The LU005 study enrolled 544 patients between May 2019 and December 2023 across 218 sites in the United States and Japan. Participants were assigned to receive either standard concurrent chemoradiation alone or chemoradiation plus atezolizumab intravenously every three weeks starting with the first study cycle, which was the second cycle of chemotherapy.

Thoracic radiation was delivered using one of two schedules: 45 Gy administered twice daily over three weeks, or 66 Gy administered once daily over six-and-a-half weeks. The primary endpoint of the study was overall survival, with key secondary endpoints including progression-free survival, distant metastasis-free survival, objective response rate, local control, and safety.

The addition of atezolizumab did not improve progression-free or overall survival. The median overall survival was 36.1 months in the chemoradiation-alone arm and 31.1 months in the chemoradiation plus atezolizumab arm. Median progression-free survival was 11.4 months for chemoradiation alone and 12.1 months for the atezolizumab group. The 36.1-month median overall survival in the standard chemoradiation arm represents one of the longest survival outcomes ever reported in a randomized study in people with limited-stage SCLC.

An interesting finding in LU005 was the consistent survival benefit associated with twice-daily radiation therapy. In the chemoradiation-alone arm, patients receiving once-daily radiation had a 51 percent higher risk of death compared to those treated twice daily. A similar trend favoring twice-daily radiation was also observed in the atezolizumab arm.

In patients with stage III unresectable non-small cell lung cancer (NSCLC), the use of intermediate dose escalation (IDE) of radiotherapy (RT) may not provide benefit to those who have received immunotherapy more than 6 weeks after having definitive concurrent chemoradiation (dcCRT). These findings, based on an analysis of data from the National Cancer Database (NCDB), were published in Frontiers in Oncology.

The study included NCDB data for adult patients with unresectable, stage III NSCLC who underwent dcCRT. The researchers compared the use of standard RT doses of 57 to 63 Gy with the use of IDE (RT doses of 64-74 Gy), during the pre-immunotherapy era (2004-2016) and in the immunotherapy era (2017-2020), in assessments of overall survival (OS) and all-cause mortality.

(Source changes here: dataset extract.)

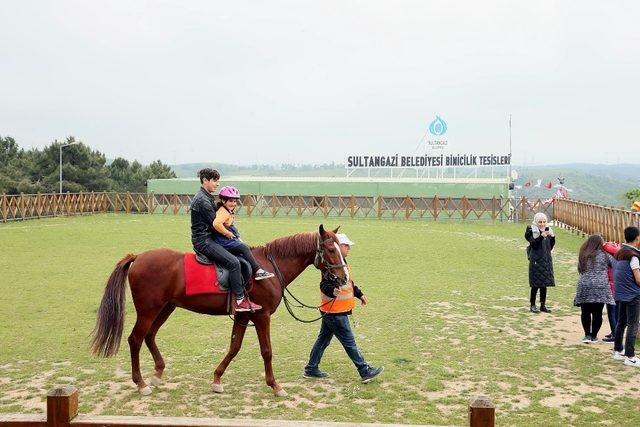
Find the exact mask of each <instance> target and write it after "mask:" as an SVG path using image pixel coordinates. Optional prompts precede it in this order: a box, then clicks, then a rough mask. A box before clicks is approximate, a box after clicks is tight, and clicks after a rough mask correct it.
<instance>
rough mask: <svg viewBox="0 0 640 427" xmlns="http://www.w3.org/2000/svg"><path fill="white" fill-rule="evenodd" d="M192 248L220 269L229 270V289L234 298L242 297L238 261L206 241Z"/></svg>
mask: <svg viewBox="0 0 640 427" xmlns="http://www.w3.org/2000/svg"><path fill="white" fill-rule="evenodd" d="M193 248H194V249H195V250H196V251H197V252H200V253H201V254H203V255H204V256H206V257H207V258H209V259H210V260H211V261H213V262H215V263H216V264H218V265H219V266H220V267H222V268H226V269H227V270H229V288H230V289H231V292H233V293H234V294H235V295H236V298H242V297H244V287H243V286H242V271H241V270H240V261H238V258H236V257H235V256H233V255H231V254H230V253H229V251H227V250H226V249H225V248H223V247H222V246H220V245H219V244H217V243H216V242H214V241H213V239H207V240H205V241H203V242H201V243H198V244H195V245H193Z"/></svg>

In this population, 47,315 patients had been diagnosed in the pre-immunotherapy era and received dcCRT only. Another 4749 patients, diagnosed later, had received dcCRT and immunotherapy. Median age at diagnosis was 67 years in both groups.

Among patients who had received dcCRT without immunotherapy (in the pre-immunotherapy era), those who received the standard RT dose (57-63 Gy) demonstrated statistically significantly worse all-cause mortality compared with patients who received IDE (hazard ratio [HR], 1.09; 95% CI, 1.07-1.12; P <.001). Median survival times were 19.7 months and 21.2 months, respectively (P <.0001).

For patients treated in the immunotherapy era, a standard RT dose was also associated with worse all-cause mortality than observed with IDE (HR, 1.17; 95% CI, 1.03-1.33; P =.02). The survival benefit with IDE, however, was limited only to patients who had initiated immunotherapy within 6 weeks following completion of RT (HR, 1.26; 95% CI, 1.05-1.6; P =.01).

In the immunotherapy era, all-cause mortality rates were similar for patients receiving either a standard RT dose or IDE in analyses of those who started immunotherapy between 7 and 10 weeks after completing RT (HR, 1.13; 95% CI, 0.88-1.45; P =.35) or who started immunotherapy beyond 10 weeks after RT completion (HR, 0.74; 95% CI, 0.51-1.07; P =.11).